暗算着离回去的日子只剩几天,她决定了,到时才不管诅咒的事是真是假,上了飞机飞回台湾,他艾尔萨巴赫就从此退离她的生活,跟她完全无关了。
☆☆☆
只要他在身边,花莘就没办法离他太远,因为她眷恋着他身上的味道,一思及回去后就没办法再闻到这醉人的香氛,她便觉得无比遗憾。
欣赏着卡马格沼泽区的落日,那似锦的晚霞将天空妆点得瑰丽如梦,沼泽上倒映着深浅不一的橘色霞光云影,令人萌生一股熏然的陶醉与浪漫之情。

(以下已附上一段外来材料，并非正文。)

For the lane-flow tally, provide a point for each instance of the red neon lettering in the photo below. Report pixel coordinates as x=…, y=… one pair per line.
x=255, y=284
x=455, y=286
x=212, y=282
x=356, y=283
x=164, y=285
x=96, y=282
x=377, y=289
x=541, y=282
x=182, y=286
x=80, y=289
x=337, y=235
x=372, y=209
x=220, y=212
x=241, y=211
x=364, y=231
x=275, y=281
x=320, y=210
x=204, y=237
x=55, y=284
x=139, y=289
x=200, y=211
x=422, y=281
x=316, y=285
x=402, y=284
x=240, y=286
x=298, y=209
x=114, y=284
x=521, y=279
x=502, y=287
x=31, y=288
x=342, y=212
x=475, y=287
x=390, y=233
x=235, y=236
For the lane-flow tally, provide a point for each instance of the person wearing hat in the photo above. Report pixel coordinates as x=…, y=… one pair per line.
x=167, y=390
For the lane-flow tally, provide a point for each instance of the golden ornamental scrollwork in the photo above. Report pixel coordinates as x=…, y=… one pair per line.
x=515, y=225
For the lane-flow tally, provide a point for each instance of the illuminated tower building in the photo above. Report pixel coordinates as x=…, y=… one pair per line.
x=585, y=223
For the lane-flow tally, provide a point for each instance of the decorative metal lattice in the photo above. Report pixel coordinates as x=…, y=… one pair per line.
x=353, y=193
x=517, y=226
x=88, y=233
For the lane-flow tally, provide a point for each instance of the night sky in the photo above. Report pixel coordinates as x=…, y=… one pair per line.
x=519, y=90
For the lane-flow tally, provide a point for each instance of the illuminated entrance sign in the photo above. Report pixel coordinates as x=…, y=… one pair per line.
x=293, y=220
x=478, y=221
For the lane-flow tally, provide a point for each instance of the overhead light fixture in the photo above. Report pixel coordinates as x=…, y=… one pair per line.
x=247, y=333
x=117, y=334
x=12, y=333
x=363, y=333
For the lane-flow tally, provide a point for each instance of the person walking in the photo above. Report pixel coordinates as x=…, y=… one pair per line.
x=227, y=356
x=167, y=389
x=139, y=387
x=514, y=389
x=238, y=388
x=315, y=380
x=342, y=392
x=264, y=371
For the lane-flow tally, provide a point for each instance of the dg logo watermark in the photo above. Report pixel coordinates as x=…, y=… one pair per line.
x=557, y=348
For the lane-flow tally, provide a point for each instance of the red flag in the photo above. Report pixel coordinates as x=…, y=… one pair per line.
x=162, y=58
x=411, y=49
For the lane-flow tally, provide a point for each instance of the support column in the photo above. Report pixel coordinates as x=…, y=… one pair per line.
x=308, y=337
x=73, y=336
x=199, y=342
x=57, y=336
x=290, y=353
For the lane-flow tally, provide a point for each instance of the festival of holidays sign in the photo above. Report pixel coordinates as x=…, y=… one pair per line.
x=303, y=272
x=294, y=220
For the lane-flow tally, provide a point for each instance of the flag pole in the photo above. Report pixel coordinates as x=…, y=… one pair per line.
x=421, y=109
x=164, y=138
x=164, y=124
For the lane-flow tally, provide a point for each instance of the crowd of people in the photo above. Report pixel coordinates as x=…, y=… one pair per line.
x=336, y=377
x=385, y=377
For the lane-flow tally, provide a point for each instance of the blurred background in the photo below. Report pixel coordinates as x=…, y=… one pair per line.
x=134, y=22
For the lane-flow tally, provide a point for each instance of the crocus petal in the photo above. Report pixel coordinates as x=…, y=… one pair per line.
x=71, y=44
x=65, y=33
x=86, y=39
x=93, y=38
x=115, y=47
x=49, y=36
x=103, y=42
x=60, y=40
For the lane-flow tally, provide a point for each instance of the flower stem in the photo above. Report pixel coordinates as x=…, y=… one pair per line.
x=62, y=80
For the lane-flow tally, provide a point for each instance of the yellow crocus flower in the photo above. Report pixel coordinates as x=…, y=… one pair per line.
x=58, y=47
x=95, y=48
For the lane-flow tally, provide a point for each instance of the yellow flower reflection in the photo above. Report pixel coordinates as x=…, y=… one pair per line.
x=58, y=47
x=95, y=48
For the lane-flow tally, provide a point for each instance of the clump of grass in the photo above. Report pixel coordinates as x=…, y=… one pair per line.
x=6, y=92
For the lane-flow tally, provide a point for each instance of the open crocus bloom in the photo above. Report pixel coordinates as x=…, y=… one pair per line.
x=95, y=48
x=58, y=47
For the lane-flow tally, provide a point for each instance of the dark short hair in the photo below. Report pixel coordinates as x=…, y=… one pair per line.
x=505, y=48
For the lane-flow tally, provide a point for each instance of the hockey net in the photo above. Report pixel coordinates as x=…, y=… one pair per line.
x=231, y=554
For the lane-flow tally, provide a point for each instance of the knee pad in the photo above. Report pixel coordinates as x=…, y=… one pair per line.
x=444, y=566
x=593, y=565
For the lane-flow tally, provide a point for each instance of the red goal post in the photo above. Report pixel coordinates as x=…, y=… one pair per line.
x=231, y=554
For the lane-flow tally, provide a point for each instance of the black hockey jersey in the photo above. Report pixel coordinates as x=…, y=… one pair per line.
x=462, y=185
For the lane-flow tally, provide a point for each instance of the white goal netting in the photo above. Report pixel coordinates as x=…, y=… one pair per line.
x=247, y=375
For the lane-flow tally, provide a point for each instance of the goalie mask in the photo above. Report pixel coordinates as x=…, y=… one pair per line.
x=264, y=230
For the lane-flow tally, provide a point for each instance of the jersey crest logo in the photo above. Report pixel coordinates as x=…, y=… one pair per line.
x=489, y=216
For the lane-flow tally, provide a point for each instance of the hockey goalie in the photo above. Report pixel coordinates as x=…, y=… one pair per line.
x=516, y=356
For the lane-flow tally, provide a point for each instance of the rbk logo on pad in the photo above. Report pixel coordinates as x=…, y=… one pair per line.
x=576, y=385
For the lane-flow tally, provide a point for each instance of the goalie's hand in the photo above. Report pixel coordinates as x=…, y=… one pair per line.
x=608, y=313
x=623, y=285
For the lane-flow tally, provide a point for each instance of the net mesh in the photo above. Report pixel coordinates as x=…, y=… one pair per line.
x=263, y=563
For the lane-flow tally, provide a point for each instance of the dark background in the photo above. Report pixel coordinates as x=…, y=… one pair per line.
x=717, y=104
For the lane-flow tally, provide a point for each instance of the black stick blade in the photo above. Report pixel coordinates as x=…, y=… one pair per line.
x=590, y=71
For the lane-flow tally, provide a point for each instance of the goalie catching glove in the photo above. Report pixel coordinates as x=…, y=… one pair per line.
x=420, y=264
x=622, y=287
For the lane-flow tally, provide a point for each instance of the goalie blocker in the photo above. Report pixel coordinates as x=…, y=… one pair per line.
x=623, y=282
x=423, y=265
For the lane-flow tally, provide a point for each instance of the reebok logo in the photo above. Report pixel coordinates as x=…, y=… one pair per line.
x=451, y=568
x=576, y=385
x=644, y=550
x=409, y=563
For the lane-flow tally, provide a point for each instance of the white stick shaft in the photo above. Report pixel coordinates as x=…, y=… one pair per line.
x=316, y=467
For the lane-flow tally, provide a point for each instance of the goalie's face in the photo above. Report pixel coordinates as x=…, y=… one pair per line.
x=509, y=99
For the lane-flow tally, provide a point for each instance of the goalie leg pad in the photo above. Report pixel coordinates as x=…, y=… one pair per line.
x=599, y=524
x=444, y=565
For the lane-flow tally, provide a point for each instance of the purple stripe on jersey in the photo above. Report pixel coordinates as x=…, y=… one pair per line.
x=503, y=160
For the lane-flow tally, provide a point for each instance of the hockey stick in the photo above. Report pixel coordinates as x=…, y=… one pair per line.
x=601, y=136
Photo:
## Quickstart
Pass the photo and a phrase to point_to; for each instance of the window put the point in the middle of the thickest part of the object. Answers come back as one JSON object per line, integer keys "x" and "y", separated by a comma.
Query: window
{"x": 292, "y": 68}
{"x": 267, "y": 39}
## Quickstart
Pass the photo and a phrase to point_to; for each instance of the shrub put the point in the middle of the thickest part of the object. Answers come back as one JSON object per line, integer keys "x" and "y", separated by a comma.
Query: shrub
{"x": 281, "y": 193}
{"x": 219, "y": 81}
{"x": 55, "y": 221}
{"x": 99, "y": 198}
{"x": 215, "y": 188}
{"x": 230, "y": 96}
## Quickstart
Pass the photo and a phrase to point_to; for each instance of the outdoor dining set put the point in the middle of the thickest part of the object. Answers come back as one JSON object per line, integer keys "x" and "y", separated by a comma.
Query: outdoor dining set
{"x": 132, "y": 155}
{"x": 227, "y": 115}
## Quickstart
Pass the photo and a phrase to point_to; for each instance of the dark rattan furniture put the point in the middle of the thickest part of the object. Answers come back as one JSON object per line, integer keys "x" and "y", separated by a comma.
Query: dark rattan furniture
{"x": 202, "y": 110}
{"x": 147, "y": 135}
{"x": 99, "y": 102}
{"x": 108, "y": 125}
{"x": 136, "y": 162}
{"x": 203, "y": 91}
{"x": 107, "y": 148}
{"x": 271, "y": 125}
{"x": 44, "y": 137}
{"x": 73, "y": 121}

花莘抬眼睇视身旁之人,艾尔也望向她,两人眼中对面前的绮丽美景,有着同样的感动。瞄到他的头发,花莘忽然萌生一个想法,她记得他连头发都是香的,那么……
「艾尔,我有一个请求。」她连忙绽出一个甜笑,讨好的说。
「妳说。」艾尔回她一记柔情款款的笑。
「你可不可以……唔,剪一撮头发给我。」
「妳要我的头发做什么?」他很讶异她索讨的东西。
「嗯,我们台湾有一个习惯,如果把对方当成很重要的人的话,会收藏对方的头发。」花莘掰得脸不红、气不喘。
「是吗?」艾尔眉开眼笑的问。她的意思是说,她把他视为很重要的人喽?他忙不迭的取出随身携带的万用瑞士小刀。
「妳剪吧,看妳需要多少。」他毫不犹豫的低下头任她宰割。